In hunting, there's also this fantasy that there's unlimited elk, mostly by people who don't hunt and don't know just how few there are. In the real world, there just isn't that much big game and there's a lottery for elk tags and getting a tag gives you the Right to hunt a mature bull elk, but not a cow elk or an immature bull so you'd better have proper identification of your animal and a backstop behind it. Elk are known to run a dozen miles over mountains when scared, and can go that far when injured too. And you're honor bound to give chase. If you don't, you don't just lose your license. You are looking at $150K in fines and possibly jail. Lose your house kind of trouble. Hunting is a last resort.

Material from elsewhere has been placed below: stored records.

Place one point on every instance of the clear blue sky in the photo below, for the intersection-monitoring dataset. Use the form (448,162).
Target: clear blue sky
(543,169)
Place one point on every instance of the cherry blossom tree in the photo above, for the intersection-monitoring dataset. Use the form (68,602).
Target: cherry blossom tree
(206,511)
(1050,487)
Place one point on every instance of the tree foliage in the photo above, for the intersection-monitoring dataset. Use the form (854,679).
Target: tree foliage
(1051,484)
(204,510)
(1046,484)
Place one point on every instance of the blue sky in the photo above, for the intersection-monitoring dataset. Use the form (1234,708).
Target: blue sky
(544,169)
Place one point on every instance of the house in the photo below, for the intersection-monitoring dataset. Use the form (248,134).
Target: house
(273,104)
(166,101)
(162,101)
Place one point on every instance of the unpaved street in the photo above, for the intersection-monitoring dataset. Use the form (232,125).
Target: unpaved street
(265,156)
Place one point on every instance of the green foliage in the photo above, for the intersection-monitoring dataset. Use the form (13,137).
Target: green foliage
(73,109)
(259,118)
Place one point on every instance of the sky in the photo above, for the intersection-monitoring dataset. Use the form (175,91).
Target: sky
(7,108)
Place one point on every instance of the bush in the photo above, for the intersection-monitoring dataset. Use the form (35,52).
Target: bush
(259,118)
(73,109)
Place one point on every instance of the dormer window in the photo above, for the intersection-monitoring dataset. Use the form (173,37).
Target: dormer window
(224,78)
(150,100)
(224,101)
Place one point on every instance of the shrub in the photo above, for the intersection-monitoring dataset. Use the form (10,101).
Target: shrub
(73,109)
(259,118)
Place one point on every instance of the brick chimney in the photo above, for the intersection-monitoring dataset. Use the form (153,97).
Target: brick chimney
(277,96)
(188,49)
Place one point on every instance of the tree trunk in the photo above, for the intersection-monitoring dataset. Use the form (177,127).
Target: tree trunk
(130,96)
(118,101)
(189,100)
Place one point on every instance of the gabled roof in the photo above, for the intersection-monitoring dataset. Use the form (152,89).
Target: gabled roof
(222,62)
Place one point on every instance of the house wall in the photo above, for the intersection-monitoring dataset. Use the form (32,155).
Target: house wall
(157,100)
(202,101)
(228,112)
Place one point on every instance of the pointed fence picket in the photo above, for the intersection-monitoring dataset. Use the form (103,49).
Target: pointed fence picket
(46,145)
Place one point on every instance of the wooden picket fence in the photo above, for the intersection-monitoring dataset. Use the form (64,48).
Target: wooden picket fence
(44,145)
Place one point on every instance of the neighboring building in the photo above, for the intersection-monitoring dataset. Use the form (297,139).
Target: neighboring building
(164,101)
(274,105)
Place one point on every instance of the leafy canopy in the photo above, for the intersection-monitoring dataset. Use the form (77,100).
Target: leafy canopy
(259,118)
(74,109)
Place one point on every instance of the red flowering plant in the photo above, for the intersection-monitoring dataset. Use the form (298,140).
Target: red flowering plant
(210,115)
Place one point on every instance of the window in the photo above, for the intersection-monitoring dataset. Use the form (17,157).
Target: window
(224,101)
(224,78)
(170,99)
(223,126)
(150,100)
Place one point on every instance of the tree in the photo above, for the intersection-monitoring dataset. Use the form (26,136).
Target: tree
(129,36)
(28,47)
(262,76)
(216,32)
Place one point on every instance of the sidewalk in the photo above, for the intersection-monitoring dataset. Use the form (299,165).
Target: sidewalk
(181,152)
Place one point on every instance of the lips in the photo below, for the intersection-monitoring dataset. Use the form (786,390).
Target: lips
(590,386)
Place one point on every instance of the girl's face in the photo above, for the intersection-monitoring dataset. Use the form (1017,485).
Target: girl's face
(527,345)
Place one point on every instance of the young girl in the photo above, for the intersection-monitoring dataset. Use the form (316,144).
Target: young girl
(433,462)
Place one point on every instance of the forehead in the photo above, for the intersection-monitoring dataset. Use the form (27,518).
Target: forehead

This is a reason I am in favor of fully stocking streams with fish. Fishing is more efficient and there's nobody getting shot from missed targets and bad backstops and most of a fish is edible and easy to carry out. They also cut down on the malaria mosquitos and don't have buzzing parasites jumping all over you after the animal dies and you're butchering it, a HUGE downside to hunting and the one that actually put me off the whole thing entirely. Fishing well requires effort and skill, but in a stream with a lot of fish, you eat better than hunting. Just be sure to have butter to keep up your fat levels.

If you want meat, don't hunt. Cows are more efficient at converting grass into protein and farmers sell them. Same with chickens. And rabbits. Pay the nice farmer. Stop wandering around the woods when people are shooting.

Hunting season often coincides with pot-harvest season, and the pot farmers shoot at "trespassers" who blunder into their fields of often-illegal pot. That's a big downside to posting ideas on survivalist techniques to the public. The pot farmers read this. They're mostly off the grid and use this advice in the real world. I wonder just how many readers are pot farmers.

While there's very limited elk, there's still lots of deer, which don't taste good, and antelope, which are adults able to reproduce at 1 and a half years old and die of old age at 5 years old. They're like rabbits. Feel free to eat those. They are supposed to taste good, and there's a major preserve in South-Eastern Oregon, in the lake country east of Klamath Lakes. Cows have more meat on them, and someone else butchers them.

Get good at cooking all sorts of cuts of beef and making chicken taste good and ways to use eggs in dishes and you'll be more cost effective with your protein. Learn your techniques, your seasonings, your sauces and methods and you'll never have to worry if you accidentally shoved a .308 round into a .270 rifle.